Jammu and Kashmir Governor Satya Pal Malik today said that Peoples Democratic Party (PDP) chief Mehbooba Mufti's demand for action against an Army officer accused of military excesses "need not be taken seriously". The remark drew allegations of political bias from regional parties.
"She doesn't need to be taken seriously. We will not allow the morale of security forces to be affected by statements like that of Mehbooba Mufti," Mr Malik told reporters here today, claiming that the PDP chief's demand was aimed at garnering public support ahead of the upcoming assembly polls. "It is election time and her party is breaking. She is in a bad state. She came to power through this sort of support earlier too," he added.
The Governor's remarks came a day after Ms Mufti demanded action against Major Rohit Shukla for allegedly torturing Tauseef Wani - a Pulwama resident - at the army's Shadimarg camp. The officer was also accused of threatening to kill Mr Wani in an encounter.

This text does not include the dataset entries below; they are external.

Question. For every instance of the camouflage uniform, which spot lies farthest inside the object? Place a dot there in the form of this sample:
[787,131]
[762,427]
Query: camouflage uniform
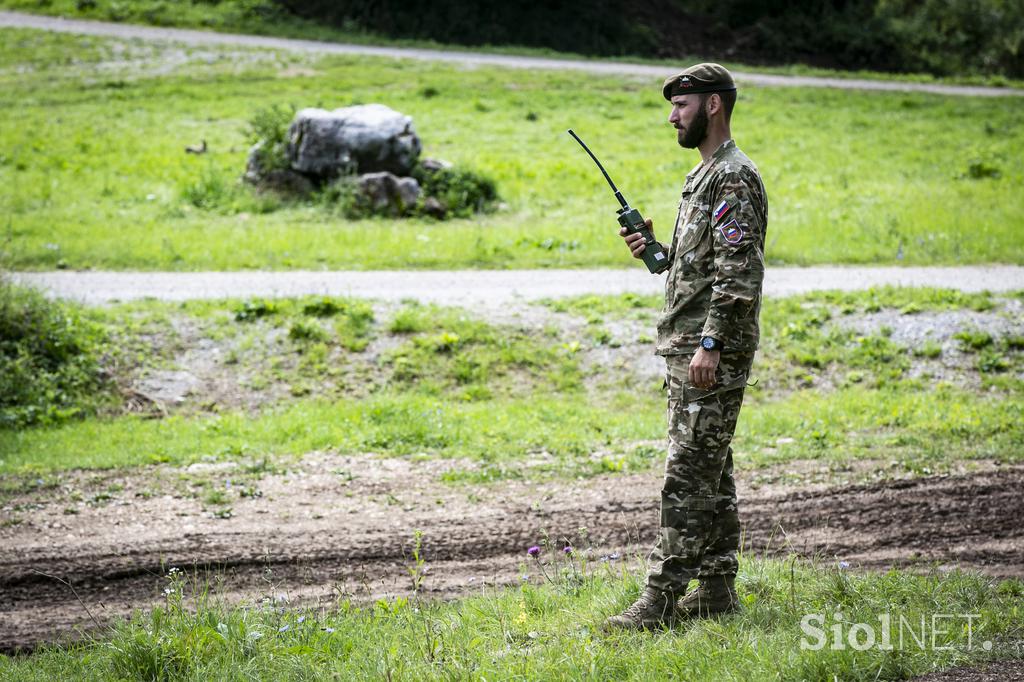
[713,289]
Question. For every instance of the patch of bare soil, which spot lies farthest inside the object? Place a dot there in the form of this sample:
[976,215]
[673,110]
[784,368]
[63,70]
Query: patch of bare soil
[95,548]
[998,671]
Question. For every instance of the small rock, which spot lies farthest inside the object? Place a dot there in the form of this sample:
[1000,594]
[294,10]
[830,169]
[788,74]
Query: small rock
[386,193]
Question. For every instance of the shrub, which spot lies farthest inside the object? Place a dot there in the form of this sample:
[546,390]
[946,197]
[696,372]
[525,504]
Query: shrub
[268,128]
[49,360]
[460,190]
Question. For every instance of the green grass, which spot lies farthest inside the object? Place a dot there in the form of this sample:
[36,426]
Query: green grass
[448,384]
[853,177]
[553,631]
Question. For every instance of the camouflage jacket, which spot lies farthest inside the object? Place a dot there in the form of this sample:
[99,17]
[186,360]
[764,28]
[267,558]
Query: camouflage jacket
[717,257]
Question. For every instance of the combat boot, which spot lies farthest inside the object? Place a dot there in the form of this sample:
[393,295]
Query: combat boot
[716,594]
[653,609]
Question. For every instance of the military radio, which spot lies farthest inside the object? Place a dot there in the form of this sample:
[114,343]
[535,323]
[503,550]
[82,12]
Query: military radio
[653,255]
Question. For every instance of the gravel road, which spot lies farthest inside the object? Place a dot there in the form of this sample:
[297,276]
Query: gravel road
[206,38]
[484,287]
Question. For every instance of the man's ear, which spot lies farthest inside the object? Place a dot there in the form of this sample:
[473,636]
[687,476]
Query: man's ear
[714,103]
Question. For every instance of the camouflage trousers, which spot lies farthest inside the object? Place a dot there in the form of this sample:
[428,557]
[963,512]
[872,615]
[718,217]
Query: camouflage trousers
[699,534]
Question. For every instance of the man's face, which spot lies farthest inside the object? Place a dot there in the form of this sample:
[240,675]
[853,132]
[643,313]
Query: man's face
[690,120]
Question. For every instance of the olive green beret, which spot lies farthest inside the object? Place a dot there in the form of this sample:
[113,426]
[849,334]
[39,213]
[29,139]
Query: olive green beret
[701,78]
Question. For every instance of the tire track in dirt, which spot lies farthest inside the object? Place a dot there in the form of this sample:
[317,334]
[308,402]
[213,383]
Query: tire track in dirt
[970,520]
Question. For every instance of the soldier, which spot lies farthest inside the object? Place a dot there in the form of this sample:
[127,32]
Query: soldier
[708,335]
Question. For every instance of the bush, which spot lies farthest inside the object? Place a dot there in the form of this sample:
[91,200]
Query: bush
[49,360]
[268,128]
[461,192]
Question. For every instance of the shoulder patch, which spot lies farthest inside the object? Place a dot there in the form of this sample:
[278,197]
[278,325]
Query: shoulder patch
[732,232]
[724,207]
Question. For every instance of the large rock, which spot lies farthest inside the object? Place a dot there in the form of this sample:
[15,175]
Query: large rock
[367,138]
[387,194]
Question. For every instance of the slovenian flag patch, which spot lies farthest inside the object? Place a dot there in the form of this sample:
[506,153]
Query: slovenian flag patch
[732,231]
[722,209]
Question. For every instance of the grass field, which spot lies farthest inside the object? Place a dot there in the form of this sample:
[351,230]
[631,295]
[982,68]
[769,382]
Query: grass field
[94,173]
[445,383]
[552,632]
[841,382]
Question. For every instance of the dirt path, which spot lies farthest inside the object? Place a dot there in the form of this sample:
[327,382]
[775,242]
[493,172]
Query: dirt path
[335,525]
[188,37]
[495,288]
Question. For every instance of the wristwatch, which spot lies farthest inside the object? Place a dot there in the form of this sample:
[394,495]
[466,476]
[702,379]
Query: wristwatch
[711,343]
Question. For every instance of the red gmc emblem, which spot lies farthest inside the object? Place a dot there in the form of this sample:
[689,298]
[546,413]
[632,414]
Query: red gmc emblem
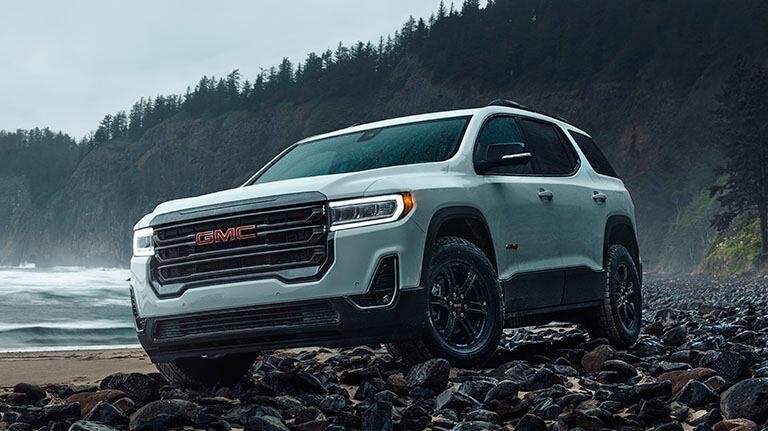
[231,234]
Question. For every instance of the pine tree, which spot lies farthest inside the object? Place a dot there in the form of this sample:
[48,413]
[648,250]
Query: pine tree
[744,149]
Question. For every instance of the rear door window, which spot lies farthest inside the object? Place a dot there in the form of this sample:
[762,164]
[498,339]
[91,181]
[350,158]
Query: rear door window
[592,152]
[500,130]
[550,154]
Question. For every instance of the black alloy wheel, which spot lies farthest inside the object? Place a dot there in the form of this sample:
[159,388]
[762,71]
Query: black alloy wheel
[458,305]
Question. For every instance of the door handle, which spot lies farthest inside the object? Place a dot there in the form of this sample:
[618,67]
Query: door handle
[599,197]
[546,194]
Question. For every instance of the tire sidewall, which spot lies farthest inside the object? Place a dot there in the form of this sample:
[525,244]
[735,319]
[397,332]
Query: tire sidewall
[616,256]
[459,250]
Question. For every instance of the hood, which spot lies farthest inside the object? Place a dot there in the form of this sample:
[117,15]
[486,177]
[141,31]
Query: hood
[332,186]
[338,186]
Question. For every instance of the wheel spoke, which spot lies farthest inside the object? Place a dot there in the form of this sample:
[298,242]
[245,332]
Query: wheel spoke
[450,327]
[467,328]
[468,284]
[476,307]
[438,301]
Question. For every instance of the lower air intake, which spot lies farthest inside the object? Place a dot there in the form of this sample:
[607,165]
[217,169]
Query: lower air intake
[383,287]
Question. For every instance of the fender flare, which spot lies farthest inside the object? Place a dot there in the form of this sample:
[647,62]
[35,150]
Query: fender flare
[439,218]
[622,220]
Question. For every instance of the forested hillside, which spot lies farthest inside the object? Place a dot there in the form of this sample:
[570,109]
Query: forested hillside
[641,76]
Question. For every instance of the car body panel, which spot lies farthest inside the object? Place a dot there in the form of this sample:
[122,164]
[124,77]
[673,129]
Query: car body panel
[548,252]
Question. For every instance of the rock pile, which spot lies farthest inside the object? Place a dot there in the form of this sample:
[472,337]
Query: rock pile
[701,363]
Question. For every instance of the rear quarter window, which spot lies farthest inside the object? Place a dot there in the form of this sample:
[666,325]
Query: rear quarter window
[596,158]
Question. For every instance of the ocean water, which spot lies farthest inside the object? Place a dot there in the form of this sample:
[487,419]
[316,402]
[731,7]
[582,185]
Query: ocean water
[64,308]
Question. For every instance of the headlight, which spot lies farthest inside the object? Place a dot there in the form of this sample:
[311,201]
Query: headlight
[351,213]
[142,242]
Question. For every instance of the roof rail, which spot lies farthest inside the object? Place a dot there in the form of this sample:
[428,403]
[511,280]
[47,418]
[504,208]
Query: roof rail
[509,103]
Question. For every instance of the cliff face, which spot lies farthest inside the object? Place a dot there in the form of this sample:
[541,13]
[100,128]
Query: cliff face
[648,99]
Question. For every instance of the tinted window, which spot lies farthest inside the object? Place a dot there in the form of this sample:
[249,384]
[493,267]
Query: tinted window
[405,144]
[550,155]
[500,130]
[596,158]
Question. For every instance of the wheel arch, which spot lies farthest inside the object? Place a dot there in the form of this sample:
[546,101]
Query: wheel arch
[460,221]
[619,229]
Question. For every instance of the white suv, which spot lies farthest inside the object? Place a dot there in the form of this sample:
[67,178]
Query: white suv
[431,233]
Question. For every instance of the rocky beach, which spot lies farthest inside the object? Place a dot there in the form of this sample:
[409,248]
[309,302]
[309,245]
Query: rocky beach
[701,364]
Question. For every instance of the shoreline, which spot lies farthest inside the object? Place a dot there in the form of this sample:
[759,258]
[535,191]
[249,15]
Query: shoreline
[64,349]
[70,366]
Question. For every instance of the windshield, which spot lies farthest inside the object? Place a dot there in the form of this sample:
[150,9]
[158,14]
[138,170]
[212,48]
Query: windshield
[404,144]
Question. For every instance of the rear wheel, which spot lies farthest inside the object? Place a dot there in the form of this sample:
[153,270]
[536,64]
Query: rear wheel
[620,314]
[465,307]
[204,372]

Mr Malik maintained that while his administration was willing to consider complaints against police personnel, he wouldn't let anything demoralise the armed forces. "Wherever there are atrocities, we take action. In some such cases concerning the police force, we are taking action and transferring all of them (erring police personnel). But we still stand with our forces," he said.
The PDP president expressed disappointment over Mr Malik's statement. "It is sad to see the honourable governor talking politics instead of taking cognizance of the brutality that the young boy was subjected to. Saddened to see constitutional authorities taking sides so brazenly," she said in a tweet, adding that he should "call a spade a spade" instead of accusing her of demonising the Army.
National Conference leader Omar Abdullah also came out in Ms Mufti's support, terming it as "unnecessary interference in politics". "At this rate, it won't be long before people stop taking Raj Bhavan seriously. So please consider the office you occupy before giving statements," he tweeted.
Mr Malik, who was previously the Governor of Bihar, has often been accused of furthering the central government's agenda through his constitutional post. Last November, the Governor had scuttled an attempt by the PDP to form a government in the state with the National Conference's support. He later said the decision to dissolve the state assembly was taken to discourage "horse-trading" and prevent parties with "opposing political ideologies" from forming an unstable government.
Other BJP-appointed Governors such as Kiran Bedi and Tathagata Roy have also been accused of expressing political views despite occupying constitutional positions. The Mamata Banerjee government in West Bengal often finds itself at loggerheads with State Governor Keshari Nath Tripathi too.